Abdul El-Sayed, a Democratic candidate for Michigan governor, released a series of urban policy proposals Monday, including plans to repeal the state emergency manager law, reduce prison sentences, strengthen housing protections for renters, incentivize “green” infrastructure and increase the minimum wage.
El-Sayed said in his announcement that he hopes the initiatives proposed in the nearly 40-page document will combat critics’ charges that progressives aren’t rigorous enough on policy. He added that he hopes to mitigate concerns about the cost to taxpayers by “rethinking and tweaking policies” that already exist.
“This is not just a set of spending goals, but rather it is a way to rethink how a series of policies work together to empower cities and to empower our state overall,” El-Sayed told reporters Monday.

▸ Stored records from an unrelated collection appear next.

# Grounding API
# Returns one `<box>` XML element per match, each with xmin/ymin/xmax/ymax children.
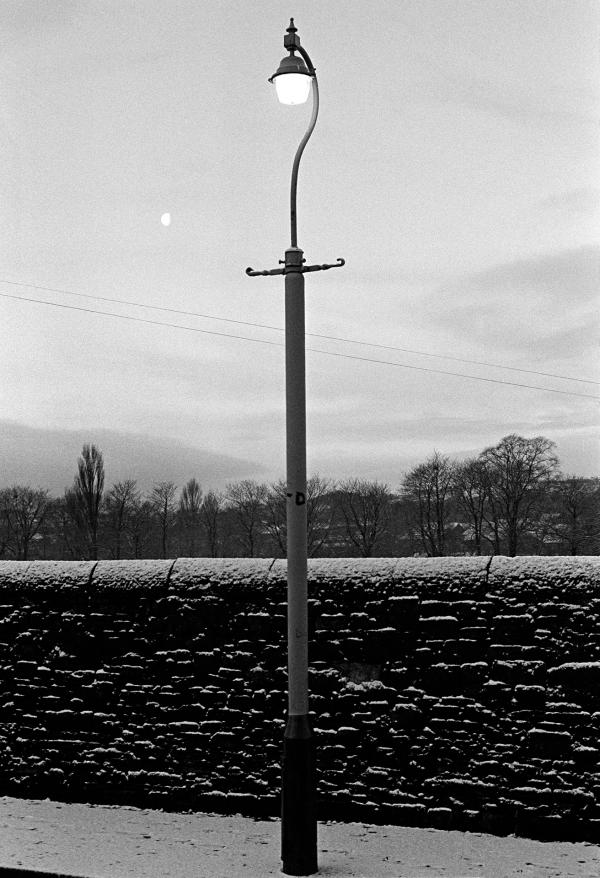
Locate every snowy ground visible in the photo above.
<box><xmin>1</xmin><ymin>798</ymin><xmax>599</xmax><ymax>878</ymax></box>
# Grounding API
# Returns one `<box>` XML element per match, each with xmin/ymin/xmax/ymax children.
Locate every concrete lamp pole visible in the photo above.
<box><xmin>246</xmin><ymin>18</ymin><xmax>344</xmax><ymax>877</ymax></box>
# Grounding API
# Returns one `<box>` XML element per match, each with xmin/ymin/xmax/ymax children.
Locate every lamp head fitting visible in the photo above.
<box><xmin>269</xmin><ymin>18</ymin><xmax>315</xmax><ymax>105</ymax></box>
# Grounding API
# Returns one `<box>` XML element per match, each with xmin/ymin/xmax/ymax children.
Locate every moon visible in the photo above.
<box><xmin>161</xmin><ymin>213</ymin><xmax>171</xmax><ymax>226</ymax></box>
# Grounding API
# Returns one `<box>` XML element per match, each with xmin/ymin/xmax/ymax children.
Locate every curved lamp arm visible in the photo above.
<box><xmin>290</xmin><ymin>69</ymin><xmax>319</xmax><ymax>248</ymax></box>
<box><xmin>246</xmin><ymin>22</ymin><xmax>344</xmax><ymax>281</ymax></box>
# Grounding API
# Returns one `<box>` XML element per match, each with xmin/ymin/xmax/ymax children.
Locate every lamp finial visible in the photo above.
<box><xmin>284</xmin><ymin>17</ymin><xmax>300</xmax><ymax>52</ymax></box>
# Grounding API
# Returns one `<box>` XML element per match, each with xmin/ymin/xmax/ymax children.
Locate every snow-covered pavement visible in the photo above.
<box><xmin>1</xmin><ymin>797</ymin><xmax>599</xmax><ymax>878</ymax></box>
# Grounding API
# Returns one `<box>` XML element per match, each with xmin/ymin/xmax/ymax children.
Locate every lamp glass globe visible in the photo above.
<box><xmin>275</xmin><ymin>72</ymin><xmax>311</xmax><ymax>105</ymax></box>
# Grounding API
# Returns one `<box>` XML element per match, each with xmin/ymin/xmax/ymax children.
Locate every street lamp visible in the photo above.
<box><xmin>247</xmin><ymin>18</ymin><xmax>344</xmax><ymax>877</ymax></box>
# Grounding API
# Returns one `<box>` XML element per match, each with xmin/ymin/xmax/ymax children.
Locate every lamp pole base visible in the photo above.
<box><xmin>281</xmin><ymin>714</ymin><xmax>318</xmax><ymax>875</ymax></box>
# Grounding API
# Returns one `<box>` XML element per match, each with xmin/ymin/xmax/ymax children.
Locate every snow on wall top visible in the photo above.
<box><xmin>0</xmin><ymin>556</ymin><xmax>598</xmax><ymax>593</ymax></box>
<box><xmin>488</xmin><ymin>556</ymin><xmax>600</xmax><ymax>597</ymax></box>
<box><xmin>0</xmin><ymin>560</ymin><xmax>95</xmax><ymax>591</ymax></box>
<box><xmin>169</xmin><ymin>558</ymin><xmax>278</xmax><ymax>592</ymax></box>
<box><xmin>92</xmin><ymin>560</ymin><xmax>174</xmax><ymax>592</ymax></box>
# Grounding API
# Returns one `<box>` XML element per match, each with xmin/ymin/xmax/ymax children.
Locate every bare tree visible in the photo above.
<box><xmin>48</xmin><ymin>496</ymin><xmax>81</xmax><ymax>560</ymax></box>
<box><xmin>480</xmin><ymin>434</ymin><xmax>559</xmax><ymax>557</ymax></box>
<box><xmin>150</xmin><ymin>481</ymin><xmax>177</xmax><ymax>559</ymax></box>
<box><xmin>265</xmin><ymin>475</ymin><xmax>337</xmax><ymax>557</ymax></box>
<box><xmin>551</xmin><ymin>475</ymin><xmax>600</xmax><ymax>555</ymax></box>
<box><xmin>0</xmin><ymin>495</ymin><xmax>8</xmax><ymax>558</ymax></box>
<box><xmin>453</xmin><ymin>458</ymin><xmax>489</xmax><ymax>555</ymax></box>
<box><xmin>125</xmin><ymin>497</ymin><xmax>155</xmax><ymax>559</ymax></box>
<box><xmin>65</xmin><ymin>444</ymin><xmax>105</xmax><ymax>560</ymax></box>
<box><xmin>226</xmin><ymin>480</ymin><xmax>268</xmax><ymax>557</ymax></box>
<box><xmin>264</xmin><ymin>480</ymin><xmax>287</xmax><ymax>556</ymax></box>
<box><xmin>200</xmin><ymin>490</ymin><xmax>223</xmax><ymax>557</ymax></box>
<box><xmin>481</xmin><ymin>469</ymin><xmax>503</xmax><ymax>555</ymax></box>
<box><xmin>337</xmin><ymin>479</ymin><xmax>392</xmax><ymax>557</ymax></box>
<box><xmin>179</xmin><ymin>478</ymin><xmax>203</xmax><ymax>556</ymax></box>
<box><xmin>307</xmin><ymin>475</ymin><xmax>337</xmax><ymax>556</ymax></box>
<box><xmin>104</xmin><ymin>480</ymin><xmax>139</xmax><ymax>559</ymax></box>
<box><xmin>0</xmin><ymin>486</ymin><xmax>49</xmax><ymax>560</ymax></box>
<box><xmin>402</xmin><ymin>452</ymin><xmax>455</xmax><ymax>556</ymax></box>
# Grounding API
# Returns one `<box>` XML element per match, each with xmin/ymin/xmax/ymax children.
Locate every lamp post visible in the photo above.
<box><xmin>247</xmin><ymin>19</ymin><xmax>344</xmax><ymax>877</ymax></box>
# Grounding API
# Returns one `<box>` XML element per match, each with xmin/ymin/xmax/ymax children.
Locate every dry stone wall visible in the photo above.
<box><xmin>1</xmin><ymin>557</ymin><xmax>599</xmax><ymax>841</ymax></box>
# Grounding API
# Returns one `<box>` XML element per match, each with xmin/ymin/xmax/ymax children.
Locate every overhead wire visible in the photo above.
<box><xmin>0</xmin><ymin>277</ymin><xmax>597</xmax><ymax>386</ymax></box>
<box><xmin>2</xmin><ymin>289</ymin><xmax>599</xmax><ymax>402</ymax></box>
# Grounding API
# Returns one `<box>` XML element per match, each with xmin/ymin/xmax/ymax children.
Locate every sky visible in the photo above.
<box><xmin>1</xmin><ymin>0</ymin><xmax>599</xmax><ymax>494</ymax></box>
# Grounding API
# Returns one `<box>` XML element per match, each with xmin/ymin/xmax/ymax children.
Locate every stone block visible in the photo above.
<box><xmin>548</xmin><ymin>662</ymin><xmax>600</xmax><ymax>693</ymax></box>
<box><xmin>420</xmin><ymin>616</ymin><xmax>459</xmax><ymax>637</ymax></box>
<box><xmin>458</xmin><ymin>662</ymin><xmax>489</xmax><ymax>687</ymax></box>
<box><xmin>420</xmin><ymin>601</ymin><xmax>451</xmax><ymax>616</ymax></box>
<box><xmin>492</xmin><ymin>660</ymin><xmax>545</xmax><ymax>685</ymax></box>
<box><xmin>427</xmin><ymin>806</ymin><xmax>453</xmax><ymax>829</ymax></box>
<box><xmin>365</xmin><ymin>627</ymin><xmax>398</xmax><ymax>660</ymax></box>
<box><xmin>461</xmin><ymin>625</ymin><xmax>490</xmax><ymax>640</ymax></box>
<box><xmin>447</xmin><ymin>639</ymin><xmax>486</xmax><ymax>662</ymax></box>
<box><xmin>527</xmin><ymin>728</ymin><xmax>573</xmax><ymax>756</ymax></box>
<box><xmin>419</xmin><ymin>663</ymin><xmax>463</xmax><ymax>694</ymax></box>
<box><xmin>492</xmin><ymin>613</ymin><xmax>534</xmax><ymax>637</ymax></box>
<box><xmin>488</xmin><ymin>644</ymin><xmax>543</xmax><ymax>659</ymax></box>
<box><xmin>340</xmin><ymin>637</ymin><xmax>368</xmax><ymax>662</ymax></box>
<box><xmin>514</xmin><ymin>684</ymin><xmax>546</xmax><ymax>708</ymax></box>
<box><xmin>515</xmin><ymin>807</ymin><xmax>566</xmax><ymax>841</ymax></box>
<box><xmin>337</xmin><ymin>726</ymin><xmax>362</xmax><ymax>743</ymax></box>
<box><xmin>391</xmin><ymin>703</ymin><xmax>423</xmax><ymax>729</ymax></box>
<box><xmin>387</xmin><ymin>595</ymin><xmax>420</xmax><ymax>628</ymax></box>
<box><xmin>572</xmin><ymin>745</ymin><xmax>599</xmax><ymax>767</ymax></box>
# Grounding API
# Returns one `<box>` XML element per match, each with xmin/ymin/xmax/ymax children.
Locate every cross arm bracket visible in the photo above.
<box><xmin>302</xmin><ymin>257</ymin><xmax>345</xmax><ymax>273</ymax></box>
<box><xmin>246</xmin><ymin>257</ymin><xmax>344</xmax><ymax>277</ymax></box>
<box><xmin>245</xmin><ymin>266</ymin><xmax>286</xmax><ymax>277</ymax></box>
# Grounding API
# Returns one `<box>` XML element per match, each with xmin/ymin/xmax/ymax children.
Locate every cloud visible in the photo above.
<box><xmin>4</xmin><ymin>1</ymin><xmax>78</xmax><ymax>36</ymax></box>
<box><xmin>534</xmin><ymin>319</ymin><xmax>600</xmax><ymax>362</ymax></box>
<box><xmin>453</xmin><ymin>247</ymin><xmax>599</xmax><ymax>304</ymax></box>
<box><xmin>430</xmin><ymin>247</ymin><xmax>600</xmax><ymax>357</ymax></box>
<box><xmin>536</xmin><ymin>187</ymin><xmax>600</xmax><ymax>217</ymax></box>
<box><xmin>549</xmin><ymin>428</ymin><xmax>600</xmax><ymax>477</ymax></box>
<box><xmin>313</xmin><ymin>413</ymin><xmax>512</xmax><ymax>448</ymax></box>
<box><xmin>420</xmin><ymin>66</ymin><xmax>600</xmax><ymax>127</ymax></box>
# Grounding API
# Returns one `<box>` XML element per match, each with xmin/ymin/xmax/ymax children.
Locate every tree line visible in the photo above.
<box><xmin>0</xmin><ymin>435</ymin><xmax>598</xmax><ymax>561</ymax></box>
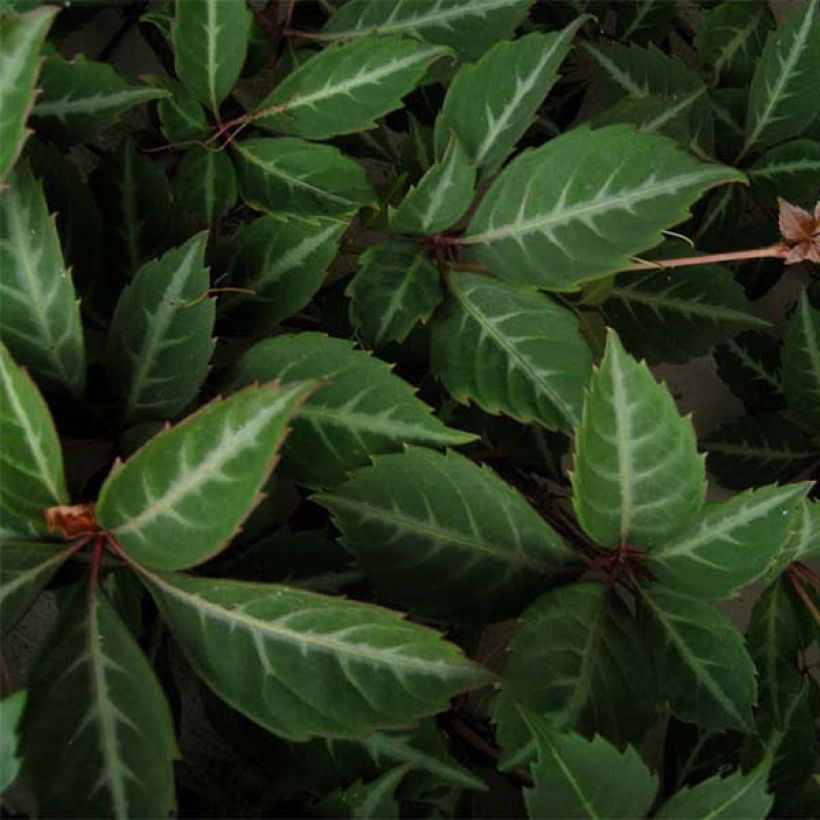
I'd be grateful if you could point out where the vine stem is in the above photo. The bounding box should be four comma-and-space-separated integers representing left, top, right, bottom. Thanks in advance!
625, 244, 788, 271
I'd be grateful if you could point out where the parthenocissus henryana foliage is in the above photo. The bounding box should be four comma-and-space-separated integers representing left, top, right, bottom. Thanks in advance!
0, 0, 818, 817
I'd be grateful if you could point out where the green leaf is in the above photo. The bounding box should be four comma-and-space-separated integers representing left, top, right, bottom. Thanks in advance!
0, 160, 85, 395
0, 541, 76, 635
0, 690, 26, 793
0, 6, 55, 181
389, 136, 475, 234
520, 709, 658, 820
695, 1, 774, 86
431, 271, 592, 432
227, 333, 474, 489
220, 213, 346, 331
105, 232, 216, 422
782, 290, 820, 432
765, 498, 820, 578
601, 263, 767, 365
21, 586, 177, 818
154, 77, 209, 142
232, 136, 374, 217
646, 483, 810, 600
0, 342, 67, 537
92, 140, 172, 276
572, 331, 705, 549
747, 140, 820, 206
346, 240, 443, 348
138, 569, 490, 741
702, 414, 819, 490
656, 761, 773, 819
320, 0, 531, 61
494, 583, 656, 771
254, 37, 449, 140
740, 0, 820, 159
172, 0, 252, 113
172, 147, 237, 230
32, 54, 167, 142
461, 126, 743, 291
616, 0, 676, 43
433, 20, 587, 176
97, 381, 316, 571
318, 764, 409, 819
714, 331, 786, 414
316, 447, 573, 622
637, 586, 756, 732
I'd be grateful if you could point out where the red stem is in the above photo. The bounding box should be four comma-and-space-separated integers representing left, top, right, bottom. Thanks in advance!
88, 535, 105, 593
625, 244, 788, 271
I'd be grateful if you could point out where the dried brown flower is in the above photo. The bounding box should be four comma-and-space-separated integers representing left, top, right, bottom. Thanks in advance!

El-Sayed, a Michigan-born, Ivy League-trained physician, is considered a rising star in progressive circles, entering the governor’s race after serving as chief of Detroit’s health department. Recent polling showed him still trailing Democratic frontrunner Gretchen Whitmer but in a nearly statistical dead heat with GOP favorite Attorney General Bill Schuette.
Among other initiatives, El-Sayed proposes tuition-free college for students whose households earn less than $150,000 annually. He suggests reinstating the state’s Earned Income Tax Credit back to 20 percent of the federal credit, raising the state’s minimum wage to $15 per hour and replacing the state’s emergency management law with consent decrees with local legislators.
His plan also includes broad changes to the funding structure for public transportation in urban areas, including plans to contribute portions of the Transportation Economic Development Fund — a state grant program intended for projects that would increase Michigan’s ability to compete economically — to public transit initiatives and proposals to allow cities to levy taxes on transit users in the area if approved by resident voters.
El-Sayed said he is confident that even if Democrats don’t reclaim a majority in either the state House or Senate this year, voters would drive the Republican-dominated legislature to support his policies.
“Our ability to drive the wave, to really pull out progressives from all over the state of Michigan, to be able to create momentum, are substantially higher than (any other Democratic candidate for governor),” El-Sayed said. “I intend to leverage the momentum that we've created, that will ultimately get me elected governor, to drive forward a policy agenda that matters.”
El-Sayed said his campaign plans to release policy proposals on rural initiatives, education, the environment, healthcare and more in the coming months.